Aucune donnée probante n’appuie l’hypothèse d’un risque élevé d’effets néfastes liés à la prise concomitante de β-bloquants et de stimulants, et selon les meilleures données probantes dont on dispose, la prise de β-bloquants à long terme est sécuritaire dans un contexte d’utilisation de stimulants.
En l’absence de données probantes sur les effets néfastes, les patients qui ont un trouble lié à l’utilisation de stimulants et des comorbidités cardiaques ont le droit de recevoir les soins standard, ce qui inclut une discussion sur les risques et les bienfaits du β-blocage.
Les médecins hésitent souvent à prescrire des β-bloquants aux patients qui utilisent des stimulants, même pour des indications comme l’insuffisance cardiaque associée à une diminution de la fraction d’éjection et à des tachyarythmies, car ils craignent que leurs interactions potentielles n’en surclassent les bienfaits reconnus1. Les lignes directrices de l’American Heart Association pour la prise en charge de l’infarctus du myocarde sans élévation du segment ST (NSTEMI) publiées en 2014 déconseillent l’utilisation des β-bloquants pour l’infarctus aigu du myocarde en présence de signes d’intoxication aiguë aux stimulants, à moins d’administrer aussi aux patients un vasodilatateur coronarien2. En l’absence d’intoxication aiguë à des stimulants, ces lignes directrices précisent toutefois que les patients qui présentent un NSTEMI alors qu’ils ont récemment consommé des stimulants devraient recevoir les mêmes soins que les patients qui ne consomment pas de stimulants. Aucune ligne directrice canadienne sur l’insuffisance cardiaque ne formule une quelconque recommandation spécifique sur l’utilisation des β-bloquants chez les utilisateurs de stimulants3. Selon nous, en l’absence d’avis contraire, les médecins devraient revoir leur tendance à éviter les β-bloquants chez les patients qui prennent des stimulants.

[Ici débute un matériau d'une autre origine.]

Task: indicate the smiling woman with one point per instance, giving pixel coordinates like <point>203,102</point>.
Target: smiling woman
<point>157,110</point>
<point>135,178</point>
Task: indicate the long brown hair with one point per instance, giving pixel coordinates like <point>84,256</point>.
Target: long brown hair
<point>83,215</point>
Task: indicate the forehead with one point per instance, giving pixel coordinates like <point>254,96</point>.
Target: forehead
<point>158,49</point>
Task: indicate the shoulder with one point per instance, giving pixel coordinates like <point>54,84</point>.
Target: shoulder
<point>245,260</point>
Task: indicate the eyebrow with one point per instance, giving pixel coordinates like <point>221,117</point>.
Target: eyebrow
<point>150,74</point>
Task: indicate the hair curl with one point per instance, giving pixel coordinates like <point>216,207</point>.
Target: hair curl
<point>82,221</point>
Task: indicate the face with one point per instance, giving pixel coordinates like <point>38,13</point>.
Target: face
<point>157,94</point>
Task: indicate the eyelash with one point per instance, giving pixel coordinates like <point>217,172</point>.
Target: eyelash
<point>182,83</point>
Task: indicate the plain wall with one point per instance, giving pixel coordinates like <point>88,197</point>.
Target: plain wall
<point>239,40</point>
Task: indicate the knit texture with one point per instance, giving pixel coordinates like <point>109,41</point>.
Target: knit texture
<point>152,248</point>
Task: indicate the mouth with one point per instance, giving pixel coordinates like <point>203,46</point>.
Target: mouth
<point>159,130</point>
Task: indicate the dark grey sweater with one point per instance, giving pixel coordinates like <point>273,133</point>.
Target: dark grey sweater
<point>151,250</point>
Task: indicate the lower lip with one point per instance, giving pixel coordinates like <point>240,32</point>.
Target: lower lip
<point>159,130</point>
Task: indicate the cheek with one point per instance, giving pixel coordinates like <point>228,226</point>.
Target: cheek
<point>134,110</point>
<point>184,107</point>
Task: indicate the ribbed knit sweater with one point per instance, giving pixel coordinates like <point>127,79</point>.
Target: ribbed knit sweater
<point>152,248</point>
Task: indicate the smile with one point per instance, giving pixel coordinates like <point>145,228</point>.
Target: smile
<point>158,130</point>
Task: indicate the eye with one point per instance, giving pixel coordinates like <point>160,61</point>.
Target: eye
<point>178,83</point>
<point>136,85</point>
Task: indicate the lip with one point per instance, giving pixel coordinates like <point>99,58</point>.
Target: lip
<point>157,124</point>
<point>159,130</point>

La réticence à prescrire des β-bloquants chez les patients qui prennent des stimulants repose principalement sur notre compréhension de la pharmacodynamie. La cocaïne et la méthamphétamine en cristaux favorisent la libération des neurotransmetteurs, comme la noradrénaline et l’adrénaline. La stimulation subséquente des récepteurs β-1 accroît la fréquence et la contractilité cardiaques, et les récepteurs β-2 favorisent le relâchement des muscles lisses. Par contre, les récepteurs α-1 induisent une vasoconstriction1,4. Jusqu’à récemment, les experts étaient d’avis que dans le contexte de l’utilisation de stimulants, les β-bloquants pouvaient entraîner une « stimulation non compensée des récepteurs α », qui pourrait se traduire par une vasoconstriction, sans relâchement compensatoire des muscles lisses1. Ce phénomène pourrait par la suite causer une ischémie cardiaque, de l’hypertension et ensuite d’autres complications cardiovasculaires.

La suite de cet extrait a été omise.